Il rendimento zero però riguarda i tassi ufficiali della banca centrale americana. Non significa affatto che siano precipitati i tassi sui mutui immobiliari, sulle carte di credito, sui prestiti alle imprese. Le banche commerciali il denaro se lo fanno ancora pagare; addirittura lo razionano. Qui sta una contraddizione che attanaglia la Fed. La cinghia di trasmissione della politica monetaria si è rotta. Anche se l’autorità centrale presta capitali a costo zero, gli intermediari bancari non "passano il favore" al resto dell’economia. Perciò Bernanke è costretto ad aggiungere all’arma del tasso zero altre azioni eterodosse: la Fed va sul mercato a comprare titoli scadentissimi, emessi dalle società di finanziamento immobiliare, perché la sua generosità arrivi alle famiglie sotto forma di mutui a buon mercato. Neppure questa politica però dà risultati certi nell’immediato. Si rischia di scivolare dentro la "trappola della liquidità" che Keynes studiò nella crisi degli anni Trenta: anche regalando i soldi alle banche o alle famiglie, quei fondi vengono accaparrati e messi in riserva, tale è la paura sistemica.
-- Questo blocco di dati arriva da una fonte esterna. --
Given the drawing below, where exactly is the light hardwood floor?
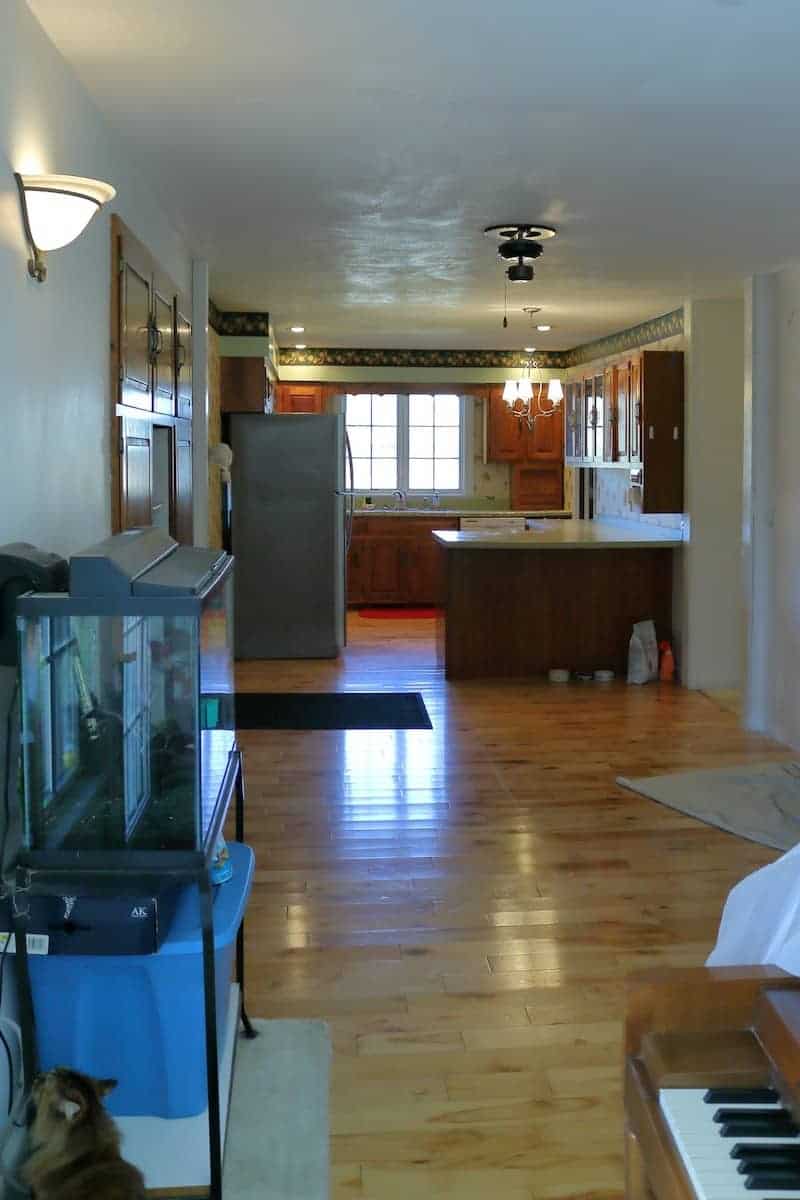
[237,616,786,1200]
Una immagine hollywoodiana descrive il caso-limite in cui la Fed manda a sorvolare l’America degli elicotteri che lanciano pacchi di banconote su tutto il territorio nazionale. Ormai la realtà si avvicina a quello: dal mese di settembre la banca centrale di Washington ha stampato mille miliardi di dollari di nuova moneta. Senza effetti di ripresa. I consumi, la produzione industriale, le costruzioni di case, tutto continua a scendere.
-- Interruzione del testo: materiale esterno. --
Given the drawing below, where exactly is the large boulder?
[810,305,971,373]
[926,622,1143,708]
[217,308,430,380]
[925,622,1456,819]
Se i leader dell’Occidente fossero meno convinti di essere l’ombelico del mondo, da mesi starebbero studiando il caso dell’unico grande paese sviluppato ad avere conosciuto la deflazione dopo la seconda guerra mondiale. Il Giappone ne è stato prigioniero negli anni Novanta. La sua banca centrale provò rimedi molto simili a quelli ora sperimentati dalla Fed. Per sei anni Tokyo ebbe tassi negativi, senza successo. E’ come la politica degli sconti favolosi che le catene degli ipermercati americani stanno offrendo ai clienti. Non c’è saldo che tenga quando il consumatore non vuole spendere, per ragioni profonde che nulla hanno a che vedere col livello dei prezzi: per esempio se si è convinto di dover ridurre in modo durevole il livello dei suoi debiti.

L’azzardo di ieri della Fed non è condiviso da tutti. Il mondo è spaccato in due. Da una parte c’è chi vede la Grande Depressione alle por- te, e dunque ritiene che si debba abbandonare ogni cautela. Altri, Germania in testa, osservano con orrore l’escalation incontrollata dei debiti, foriera di future iperinflazioni. Ma se il resto del mondo si dissocia dalla terapia americana, questo accelera la sfiducia nel dollaro che riprende a cadere, aprendo possibili scenari di guerre protezioniste. Un autorevole consigliere economico di Obama ha osservato che ormai non si tratta di «evitare un altro 1929» perché quella sfida è già stata persa con la distruzione di ricchezza finanziaria del 2008. Ora si tratta di capire come evitare il 1930, il 1931, il 1932, il 1933.